O sábado chegou, com ele os outdoors, e a briga entre Requião e o jornal tornou-se o assunto público da hora. Provável candidato à reeleição, o governador viu seu destempero transformado em alvo preferencial de adversários de tudo que é linha política. O Sindicato dos Jornalistas considerou a agressão “lamentável”, a Gazeta do Povo anunciou que pretende processar o governador, e a intrigalhada política misturada à discussão sobre autoritarismo e liberdade de imprensa atropelaram o que um dia foi uma intrigante questão ambiental. Afinal, as praias do Paraná estão mesmo tão sujas assim?
Dados de governo
O mais curioso é que as informações nas quais a Gazeta do Povo se baseou para tirar o governador do sério são oficiais, produzidas pelo próprio governo. A avaliação de balneabilidade das praias cabe ao Instituto Ambiental do Paraná (IAP), órgão vinculado à Secretaria de Meio Ambiente. Tudo o que o jornal fez foi tomar a proporção de pontos impróprios em relação ao total e compará-la aos estados do Rio de Janeiro, São Paulo, Santa Catarina e Rio Grande do Sul. Com 81% de pontos impróprios para banho, o Paraná de fato perde.

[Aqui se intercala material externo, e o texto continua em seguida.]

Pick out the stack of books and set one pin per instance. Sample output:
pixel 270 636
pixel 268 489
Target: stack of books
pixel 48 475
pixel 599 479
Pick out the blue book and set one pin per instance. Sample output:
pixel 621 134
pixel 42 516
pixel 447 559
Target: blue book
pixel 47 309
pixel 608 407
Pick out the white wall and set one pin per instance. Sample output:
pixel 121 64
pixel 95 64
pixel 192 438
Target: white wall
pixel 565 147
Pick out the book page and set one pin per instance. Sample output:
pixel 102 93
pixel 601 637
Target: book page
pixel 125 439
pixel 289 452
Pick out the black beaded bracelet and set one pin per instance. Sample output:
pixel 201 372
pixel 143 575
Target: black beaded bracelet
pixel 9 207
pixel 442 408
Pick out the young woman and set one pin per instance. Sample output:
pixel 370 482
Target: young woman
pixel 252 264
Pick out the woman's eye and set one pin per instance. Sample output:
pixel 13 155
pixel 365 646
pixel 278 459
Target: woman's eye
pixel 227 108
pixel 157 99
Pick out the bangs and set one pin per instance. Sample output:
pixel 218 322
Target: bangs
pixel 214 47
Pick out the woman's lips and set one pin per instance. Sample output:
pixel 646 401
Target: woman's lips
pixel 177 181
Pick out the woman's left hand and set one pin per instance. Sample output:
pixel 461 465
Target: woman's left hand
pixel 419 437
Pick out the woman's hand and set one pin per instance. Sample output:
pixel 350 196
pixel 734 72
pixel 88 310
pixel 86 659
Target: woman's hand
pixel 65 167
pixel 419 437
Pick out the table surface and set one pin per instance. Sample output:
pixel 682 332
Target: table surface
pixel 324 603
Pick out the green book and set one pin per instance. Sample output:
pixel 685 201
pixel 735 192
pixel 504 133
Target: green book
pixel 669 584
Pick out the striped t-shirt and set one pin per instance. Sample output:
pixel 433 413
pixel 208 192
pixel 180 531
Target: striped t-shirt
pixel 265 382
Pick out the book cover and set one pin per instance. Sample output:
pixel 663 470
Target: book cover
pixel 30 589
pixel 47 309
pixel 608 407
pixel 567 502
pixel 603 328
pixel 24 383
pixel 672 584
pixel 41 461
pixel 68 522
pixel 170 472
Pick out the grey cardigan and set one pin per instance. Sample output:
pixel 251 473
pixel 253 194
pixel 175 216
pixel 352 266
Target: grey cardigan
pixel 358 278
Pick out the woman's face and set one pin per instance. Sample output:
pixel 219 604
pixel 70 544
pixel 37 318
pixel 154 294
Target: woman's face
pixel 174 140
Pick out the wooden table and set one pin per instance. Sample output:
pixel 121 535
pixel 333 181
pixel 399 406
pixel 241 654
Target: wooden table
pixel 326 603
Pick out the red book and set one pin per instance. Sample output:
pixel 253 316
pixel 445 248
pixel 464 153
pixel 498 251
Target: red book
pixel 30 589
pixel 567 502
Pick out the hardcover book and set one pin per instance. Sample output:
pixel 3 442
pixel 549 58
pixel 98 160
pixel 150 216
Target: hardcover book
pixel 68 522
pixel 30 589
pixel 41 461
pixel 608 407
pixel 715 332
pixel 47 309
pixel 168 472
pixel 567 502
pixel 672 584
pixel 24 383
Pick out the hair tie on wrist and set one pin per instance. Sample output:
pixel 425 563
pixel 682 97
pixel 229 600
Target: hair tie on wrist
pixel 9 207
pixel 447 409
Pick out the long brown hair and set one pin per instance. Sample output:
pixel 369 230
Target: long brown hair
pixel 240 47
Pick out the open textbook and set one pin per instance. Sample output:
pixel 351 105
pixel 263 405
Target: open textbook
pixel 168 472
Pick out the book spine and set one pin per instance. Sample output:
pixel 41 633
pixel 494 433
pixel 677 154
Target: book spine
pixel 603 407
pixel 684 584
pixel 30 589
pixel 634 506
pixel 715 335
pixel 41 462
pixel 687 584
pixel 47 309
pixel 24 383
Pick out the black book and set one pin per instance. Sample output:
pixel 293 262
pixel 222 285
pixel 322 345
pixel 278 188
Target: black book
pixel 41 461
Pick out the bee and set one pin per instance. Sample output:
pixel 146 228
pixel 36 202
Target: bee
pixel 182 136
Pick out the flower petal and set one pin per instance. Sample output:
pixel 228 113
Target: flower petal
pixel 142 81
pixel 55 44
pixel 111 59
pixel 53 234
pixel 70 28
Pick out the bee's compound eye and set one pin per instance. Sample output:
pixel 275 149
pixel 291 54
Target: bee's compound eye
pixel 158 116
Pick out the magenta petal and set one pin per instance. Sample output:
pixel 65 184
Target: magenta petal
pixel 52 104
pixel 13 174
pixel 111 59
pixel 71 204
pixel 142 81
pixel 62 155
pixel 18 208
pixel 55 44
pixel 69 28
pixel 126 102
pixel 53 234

“A reportagem é sóbria”, reconhece o secretário de Meio Ambiente do Paraná, Luiz Eduardo Cheida. O que irritou o governador, segundo ele, foi a manchete bombástica, “como se o litoral do Paraná fosse o pior do sul do Brasil”. Cheida garante que não é. O secretário argumenta que o resultado indica, na verdade, a eficiência da mensuração. “Paradoxalmente, é o litoral mais seguro: onde tem bandeira azul, está liberado, pode tomar banho”. Ele explica que o Paraná avalia a balneabilidade de suas águas duas vezes por semana, em 50 pontos onde a contaminação por esgoto é mais provável, como em desembocaduras de rios e canais. Santa Catarina só faz esse levantamento duas vezes ao mês, e o Rio Grande do Sul, uma vez por mês. “Nunca se pesquisou tanto, e fazemos divulgação maciça da informação, no site, em barracas nas praias, colocamos fiscais”.
O “descaso” do governo também seria uma provocação gratuita do jornal. Cheida informa que estão sendo construídos 240km de redes de esgoto e oito estações de tratamento ao longo do litoral. Na semana retrasada, foi inaugurada a primeira delas, em Guaratuba, que terá 48% de sua água tratada. Parece pouco, e é. Mas em regiões conhecidas pela exuberância da natureza, como a baía de Guaraqueçaba, a situação é ainda mais calamitosa. Lá, o saneamento é simplesmente zero. Com a nova estação de tratamento, a ser inaugurada dentro de três meses, vai para 98%, promete Cheida. “Em Antonina, os três pontos pesquisados são insidiosamente impróprios para banho, não conseguimos zerar isso”, reconhece ainda o secretário, adicionando outra ameaça às águas: a existência de lixões, cujos resíduos infiltram no lençol freático e chegam ao mar. Ou seja, a situação é mesmo preocupante, ou, em suas palavras, “sofrível”. “Mas nunca se investiu tanto”, reforça, inclusive em aterros sanitários.
E volta a bater na tecla da eficiência da medição. A notificação de dados de mortalidade infantil melhorou tanto que o índice no Paraná está hoje entre os maiores do país. O que obviamente isso não corresponde à realidade socioeconômica do estado, apenas revela uma coleta mais apurada.
O diretor de Jornalismo da Gazeta do Povo, Nelson Souza Filho, explica que o jornal está cobrindo a temporada de verão, e um dos focos é o acompanhamento dos boletins de balneabilidade, que se mostraram preocupantes. “A temporada de janeiro foi muito benéfica, com sol e calor, e talvez o aumento da presença de veranistas tenha piorado a situação”, pondera. “O que detonou a situação foi mesmo a manchete sobre o descaso do governo”, reconhece, ressalvando que o jornal também vem noticiando os investimentos feitos.
Em resumo: o litoral do Paraná não é um horror, mas o saneamento precisa melhorar. O resto é política.